@minutework/web-auth
v0.1.1
Published
Tenant-domain browser SDK for MinuteWork-hosted customer auth and app APIs.
Readme
@minutework/web-auth
Tenant-domain browser SDK for MinuteWork-hosted customer auth and app APIs.
import { createMinuteWorkClient } from "@minutework/web-auth";
const mw = createMinuteWorkClient({ appId: "tenant_app" });
await mw.auth.signup({ email, password, displayName, claimRef });
await mw.auth.signUp({ email, password, displayName, claimRef });
await mw.auth.login({ email, password });
await mw.auth.signInWithPassword({ email, password });
await mw.auth.verifyEmail({ token });
const session = await mw.auth.getSession();
const projects = await mw.query("listProjects", { filters: {} });
await mw.action("createProject", { data: { name: "Example" } }, { idempotencyKey });The SDK uses same-origin /_mw routes with credentials: "include". It never exposes bearer tokens or runtime dispatch credentials to browser JavaScript. The only readable browser token is the non-secret CSRF cookie used for X-CSRFToken.
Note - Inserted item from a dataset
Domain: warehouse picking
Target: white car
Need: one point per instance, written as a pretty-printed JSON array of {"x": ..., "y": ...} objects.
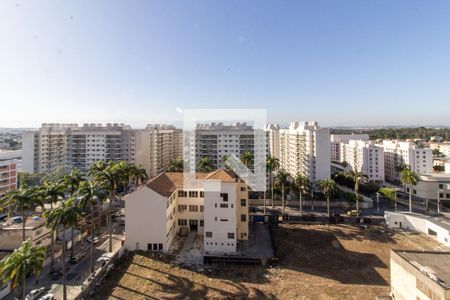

The signUp and signInWithPassword aliases are Supabase-style ergonomics for the same cookie-backed web customer session. They do not return access or refresh tokens. Native/mobile clients use @minutework/native-auth, where the same signInWithPassword name returns a native access/refresh token pair instead.
Security guidance for tenant web apps:
- Serve the app and
/_mwgateway routes from the same tenant domain. - Keep the Django session cookie host-only, HttpOnly, Secure, and SameSite=Lax.
- Add a CSP that blocks inline script by default and only allows trusted script origins.
- Treat XSS as session compromise: the cookie is HttpOnly, but malicious same-origin script can still ride the customer session and submit CSRF-protected requests.
- Do not proxy runtime APIs directly from the browser. Use the SDK routes so the platform gateway can validate the customer session and dispatch an actor context to the runtime.